If war is the continuation of politics by other means, football is a modern diversion of both. It is for too many a circumscribed cauldron of male rage, xenophobia and racism, a zero-sum struggle for physical and intellectual supremacy, a battlefield where, if you’re a tubby skinhead with an otherwise disappointing life, you can unleash your hate without getting hurt.
English football is one of the last bastions of overt racism
But I’ve already slipped into lazy caricature, haven’t I? The vast majority of England fans, like the vast majority of the English nation, are decent, warm-hearted people who, as Sting sang of the inscrutable Russians, love their children too. They are in fact inseparable in daily life and habit from the vast majority of Scots with whom they share this small rock, with only our differing deployment of consonants and vowels sometimes giving the game away.
It is hard to avoid the conclusion that England has taken a wrong turn into a dark and dangerous place
And yet I found it a challenge during these Euros to support the England team. This both confuses and saddens me. In my civvies I’m a Manchester United fan, and many of my footballing heroes have worn the red of United and the white of England – Bobby Charlton and Bryan Robson, David Beckham and Paul Scholes and Wayne Rooney, and now Marcus Rashford, Harry Maguire and Luke Shaw. Unless they’re playing Scotland, supporting England has come as naturally as breathing to me.
This England squad, too, is a beautiful thing, in its diversity, in its moral courage facing up to racism and child poverty, in the life stories and social consciences of many of its players, in the obvious empathy and character of the extraordinary Gareth Southgate.
But it has sat uneasily on the scarred hide of Brexit England. English football is one of the last bastions of overt racism in this country, as was seen in the booing of the players as they took the knee before each match; as was seen on Sunday night when the three young, black players who missed their penalties were subjected to the most appalling abuse on social media.

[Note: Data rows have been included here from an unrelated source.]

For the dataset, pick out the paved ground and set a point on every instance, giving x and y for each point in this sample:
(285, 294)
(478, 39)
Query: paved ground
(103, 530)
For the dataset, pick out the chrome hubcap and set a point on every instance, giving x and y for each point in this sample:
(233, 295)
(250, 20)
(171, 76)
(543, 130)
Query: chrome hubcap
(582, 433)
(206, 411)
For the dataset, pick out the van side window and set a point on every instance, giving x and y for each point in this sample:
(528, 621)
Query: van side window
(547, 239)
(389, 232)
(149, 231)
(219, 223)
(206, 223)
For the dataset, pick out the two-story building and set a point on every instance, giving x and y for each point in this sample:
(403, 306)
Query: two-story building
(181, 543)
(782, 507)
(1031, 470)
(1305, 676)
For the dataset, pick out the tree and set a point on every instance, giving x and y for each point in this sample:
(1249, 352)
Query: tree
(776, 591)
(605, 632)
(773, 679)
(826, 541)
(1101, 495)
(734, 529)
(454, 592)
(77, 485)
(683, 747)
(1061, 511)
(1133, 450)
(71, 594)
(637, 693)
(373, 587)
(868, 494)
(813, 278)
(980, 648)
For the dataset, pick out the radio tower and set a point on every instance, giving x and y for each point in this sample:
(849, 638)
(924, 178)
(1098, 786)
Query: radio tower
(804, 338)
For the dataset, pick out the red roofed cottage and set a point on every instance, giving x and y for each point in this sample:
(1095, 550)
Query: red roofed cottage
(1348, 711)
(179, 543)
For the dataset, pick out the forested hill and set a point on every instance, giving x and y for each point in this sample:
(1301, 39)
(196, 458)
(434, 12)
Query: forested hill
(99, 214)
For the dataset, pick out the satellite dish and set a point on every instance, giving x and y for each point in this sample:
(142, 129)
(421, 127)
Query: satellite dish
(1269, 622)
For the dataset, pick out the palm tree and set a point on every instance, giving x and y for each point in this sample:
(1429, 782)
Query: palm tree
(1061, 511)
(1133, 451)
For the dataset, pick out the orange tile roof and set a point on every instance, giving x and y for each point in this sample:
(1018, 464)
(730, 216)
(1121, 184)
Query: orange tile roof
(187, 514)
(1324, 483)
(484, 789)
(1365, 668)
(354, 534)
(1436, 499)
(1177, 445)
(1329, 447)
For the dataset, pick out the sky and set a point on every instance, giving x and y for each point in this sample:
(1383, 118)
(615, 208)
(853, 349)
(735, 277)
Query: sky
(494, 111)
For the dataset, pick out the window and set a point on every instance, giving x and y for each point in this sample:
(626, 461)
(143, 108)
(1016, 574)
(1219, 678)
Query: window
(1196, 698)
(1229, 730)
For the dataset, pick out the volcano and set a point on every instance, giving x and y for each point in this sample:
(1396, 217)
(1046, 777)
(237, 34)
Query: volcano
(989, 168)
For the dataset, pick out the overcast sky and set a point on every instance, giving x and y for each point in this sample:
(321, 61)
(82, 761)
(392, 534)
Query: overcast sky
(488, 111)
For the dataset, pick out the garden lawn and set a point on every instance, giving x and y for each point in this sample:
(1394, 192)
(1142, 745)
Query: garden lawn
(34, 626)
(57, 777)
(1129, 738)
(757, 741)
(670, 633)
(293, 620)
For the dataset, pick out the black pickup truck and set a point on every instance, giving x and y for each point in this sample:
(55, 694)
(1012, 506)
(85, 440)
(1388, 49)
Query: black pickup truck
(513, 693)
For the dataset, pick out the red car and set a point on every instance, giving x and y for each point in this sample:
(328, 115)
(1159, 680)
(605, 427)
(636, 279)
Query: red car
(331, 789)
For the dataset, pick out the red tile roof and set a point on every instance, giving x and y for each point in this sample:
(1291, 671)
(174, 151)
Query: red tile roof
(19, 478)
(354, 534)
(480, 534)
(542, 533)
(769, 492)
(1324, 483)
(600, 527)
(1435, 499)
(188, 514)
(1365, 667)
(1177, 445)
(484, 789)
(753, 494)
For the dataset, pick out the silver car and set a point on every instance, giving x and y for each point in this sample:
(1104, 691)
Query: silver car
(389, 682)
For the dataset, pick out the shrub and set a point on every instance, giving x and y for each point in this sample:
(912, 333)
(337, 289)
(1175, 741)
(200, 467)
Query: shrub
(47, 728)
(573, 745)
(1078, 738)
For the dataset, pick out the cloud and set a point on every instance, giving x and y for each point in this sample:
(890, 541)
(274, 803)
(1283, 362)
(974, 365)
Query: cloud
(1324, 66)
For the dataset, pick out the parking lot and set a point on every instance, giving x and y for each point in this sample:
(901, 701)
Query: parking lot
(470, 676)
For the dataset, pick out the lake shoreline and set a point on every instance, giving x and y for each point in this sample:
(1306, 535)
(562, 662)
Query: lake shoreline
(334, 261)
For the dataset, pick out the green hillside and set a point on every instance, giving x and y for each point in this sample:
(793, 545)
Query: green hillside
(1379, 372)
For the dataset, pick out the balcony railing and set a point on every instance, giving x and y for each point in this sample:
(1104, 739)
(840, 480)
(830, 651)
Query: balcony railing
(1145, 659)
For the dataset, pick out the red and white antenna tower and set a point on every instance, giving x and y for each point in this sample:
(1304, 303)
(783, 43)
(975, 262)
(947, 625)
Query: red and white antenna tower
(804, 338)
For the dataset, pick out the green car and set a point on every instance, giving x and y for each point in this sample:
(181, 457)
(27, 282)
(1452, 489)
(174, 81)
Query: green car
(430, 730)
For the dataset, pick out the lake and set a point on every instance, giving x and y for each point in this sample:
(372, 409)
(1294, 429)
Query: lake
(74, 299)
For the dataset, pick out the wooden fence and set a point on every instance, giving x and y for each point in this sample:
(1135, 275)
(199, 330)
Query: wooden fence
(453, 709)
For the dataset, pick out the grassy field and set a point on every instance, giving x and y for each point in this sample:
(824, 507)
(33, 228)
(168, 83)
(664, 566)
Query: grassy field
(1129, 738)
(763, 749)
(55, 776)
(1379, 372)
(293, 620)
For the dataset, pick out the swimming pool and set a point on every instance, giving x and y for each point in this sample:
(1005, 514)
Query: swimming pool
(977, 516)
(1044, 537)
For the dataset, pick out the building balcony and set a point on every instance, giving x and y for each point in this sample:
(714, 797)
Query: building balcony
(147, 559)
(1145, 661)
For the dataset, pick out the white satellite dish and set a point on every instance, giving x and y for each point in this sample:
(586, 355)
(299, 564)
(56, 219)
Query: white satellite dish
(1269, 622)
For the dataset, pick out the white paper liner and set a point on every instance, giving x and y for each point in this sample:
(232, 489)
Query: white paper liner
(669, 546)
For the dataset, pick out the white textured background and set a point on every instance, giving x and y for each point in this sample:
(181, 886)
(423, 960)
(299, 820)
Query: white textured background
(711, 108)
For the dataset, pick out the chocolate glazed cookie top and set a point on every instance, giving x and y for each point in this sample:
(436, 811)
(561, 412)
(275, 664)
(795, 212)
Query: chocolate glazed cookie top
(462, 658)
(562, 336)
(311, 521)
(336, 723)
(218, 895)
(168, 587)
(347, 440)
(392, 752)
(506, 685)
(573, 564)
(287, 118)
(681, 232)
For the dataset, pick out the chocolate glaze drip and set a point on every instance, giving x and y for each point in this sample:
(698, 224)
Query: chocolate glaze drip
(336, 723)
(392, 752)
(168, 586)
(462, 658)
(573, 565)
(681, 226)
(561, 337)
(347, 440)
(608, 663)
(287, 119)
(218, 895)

The empty vessel that is Boris Johnson rode this tiger to secure Brexit and his entry to No 10, an amoral Faragiste campaign that legitimised and then cultivated the wilder fringes of boorish nationalism. It has culminated in nul points at Eurovision, and in Tory MP Lee Anderson preposterously refusing to watch the matches because of the knee thing, but also in rhetorical and physical violence, and deep, deep shame. It is hard to avoid the conclusion that England has taken a wrong turn into a dark and dangerous place.
‘English’ isn’t the same as ‘British’
When it came to the final, I found myself supporting these brilliant young men anyway, half hoping that victory might lance the ugly, swelling boil of racism and xenophobia, that it might bring an unavoidable appreciation of talent and effort, of common humanity, even of the visible benefits of immigration. It was not to be, and every unforgivable tweet feels like another nail in the coffin of a viable United Kingdom.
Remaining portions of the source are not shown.